The World Heritage listed Exhibition Buildings and Carlton Gardens are a magnificent Melbourne asset, but their position on the edge of the CBD, where busy bike routes converge, has been, well, awkward.
For a start they situated plumb in the middle of the Queensberry Street-Gertrude Street connection between the Yarra and the Moonee Ponds Creek, and there has never been a proper connection across the Gardens.
On the west side, the hectic route along Rathdowne Street has its natural space commandeered by car parking.
Across on the other side of the Gardens, bikes and pedestrians are duking it out on the share path along the footpath, a serious niggle for all concerned.
And then, at the south end, there is a forlorn section of shared path on the footpath to get bikes from the end of La Trobe Street through to Nicholson Street.
All very messy.
The opportunity to sort this all out has arrived in the form of the review of the Carlton Gardens Master Plan.
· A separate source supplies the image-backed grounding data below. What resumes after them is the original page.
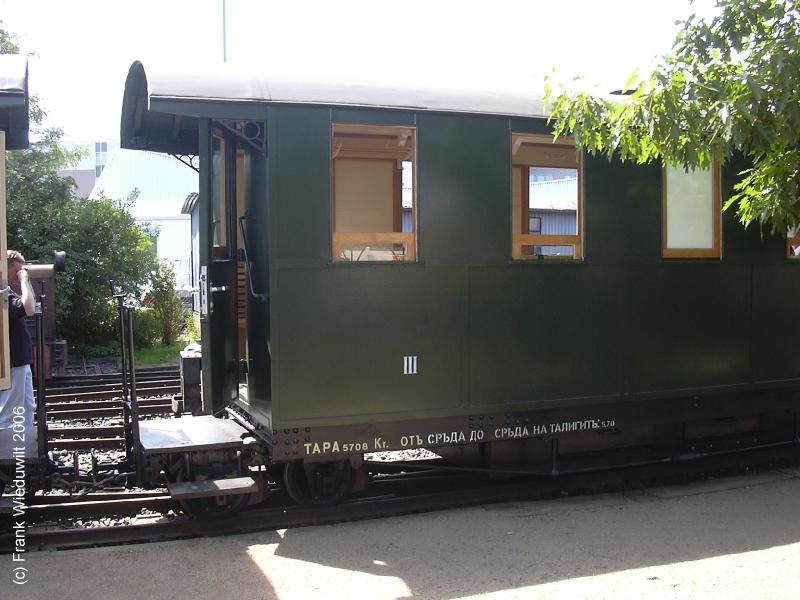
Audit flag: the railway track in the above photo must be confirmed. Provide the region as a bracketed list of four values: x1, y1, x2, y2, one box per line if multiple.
[10, 369, 800, 552]
[4, 441, 800, 552]
[39, 368, 181, 450]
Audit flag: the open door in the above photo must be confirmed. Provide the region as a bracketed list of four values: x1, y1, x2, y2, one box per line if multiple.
[201, 123, 269, 416]
[0, 130, 10, 391]
[203, 131, 239, 413]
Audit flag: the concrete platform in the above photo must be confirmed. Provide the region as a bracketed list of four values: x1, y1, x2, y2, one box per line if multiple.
[138, 415, 248, 455]
[4, 467, 800, 600]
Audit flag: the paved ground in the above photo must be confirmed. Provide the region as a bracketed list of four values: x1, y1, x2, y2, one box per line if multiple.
[3, 466, 800, 600]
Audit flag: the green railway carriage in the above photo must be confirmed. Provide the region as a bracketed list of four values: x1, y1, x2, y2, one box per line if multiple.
[121, 61, 800, 499]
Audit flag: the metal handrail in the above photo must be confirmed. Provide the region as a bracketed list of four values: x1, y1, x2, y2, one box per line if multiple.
[238, 214, 268, 302]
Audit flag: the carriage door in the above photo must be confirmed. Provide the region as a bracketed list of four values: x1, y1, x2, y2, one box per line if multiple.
[205, 124, 265, 414]
[205, 130, 239, 412]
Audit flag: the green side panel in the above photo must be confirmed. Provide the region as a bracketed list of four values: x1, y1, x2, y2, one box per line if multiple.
[721, 156, 785, 261]
[332, 108, 414, 126]
[273, 266, 465, 423]
[245, 151, 272, 402]
[752, 264, 800, 381]
[268, 106, 331, 262]
[468, 265, 623, 406]
[624, 264, 751, 392]
[257, 107, 798, 431]
[584, 157, 661, 262]
[509, 118, 549, 135]
[417, 113, 510, 264]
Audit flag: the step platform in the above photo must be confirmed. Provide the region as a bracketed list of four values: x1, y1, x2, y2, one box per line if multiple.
[167, 476, 256, 500]
[138, 415, 248, 455]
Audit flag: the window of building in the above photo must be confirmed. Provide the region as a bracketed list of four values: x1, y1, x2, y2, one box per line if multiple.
[95, 141, 108, 178]
[511, 133, 582, 260]
[332, 124, 416, 262]
[662, 164, 720, 258]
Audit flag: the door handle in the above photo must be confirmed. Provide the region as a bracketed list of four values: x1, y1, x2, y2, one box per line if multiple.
[210, 286, 229, 293]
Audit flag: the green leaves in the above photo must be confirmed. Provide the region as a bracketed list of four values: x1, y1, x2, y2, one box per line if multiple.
[146, 260, 186, 347]
[2, 25, 157, 353]
[546, 0, 800, 233]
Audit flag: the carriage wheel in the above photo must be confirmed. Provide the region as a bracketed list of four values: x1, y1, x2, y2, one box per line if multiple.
[283, 460, 354, 505]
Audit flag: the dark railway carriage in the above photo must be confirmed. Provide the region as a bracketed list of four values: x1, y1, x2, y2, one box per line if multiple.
[121, 62, 800, 504]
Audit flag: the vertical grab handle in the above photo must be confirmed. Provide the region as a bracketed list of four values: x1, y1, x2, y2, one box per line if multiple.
[238, 214, 268, 302]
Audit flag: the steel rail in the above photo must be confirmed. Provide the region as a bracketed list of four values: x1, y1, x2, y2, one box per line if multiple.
[48, 369, 180, 386]
[43, 383, 181, 403]
[47, 404, 173, 420]
[42, 379, 181, 396]
[46, 397, 176, 411]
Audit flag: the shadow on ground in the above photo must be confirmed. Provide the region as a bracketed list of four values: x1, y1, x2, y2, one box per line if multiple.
[6, 468, 800, 600]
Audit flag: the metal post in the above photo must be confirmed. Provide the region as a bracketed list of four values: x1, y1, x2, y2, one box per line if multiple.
[114, 290, 134, 471]
[115, 293, 129, 404]
[34, 292, 48, 460]
[222, 0, 227, 63]
[126, 305, 144, 482]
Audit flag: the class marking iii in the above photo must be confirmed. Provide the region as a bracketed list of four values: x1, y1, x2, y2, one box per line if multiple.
[403, 356, 418, 375]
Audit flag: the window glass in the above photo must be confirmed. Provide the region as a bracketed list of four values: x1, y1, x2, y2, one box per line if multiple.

As a World Heritage listed site, these reviews are mandatory every seven years, and significantly, the area surrounding the site is also required to be part of the analysis.
This means that the problems that exist on Rathdowne and Nicholson, as well as between Queensberry and Gertrude, can be recognised, and incorporated into future planning.
It is no doubt the case that these problems are on the City of Melbourne’s radar, probably already the subject of conceptual solutions.
It would be great for riders, and all users of the precinct, if this master planning opportunity could tie these elects together and formalise a solution.
And one final thing. There is part of the heritage of this area that has been forgotten, or maybe suppressed — it was once the place for bike racing.
Surely there must be some way that this heritage can be recognised?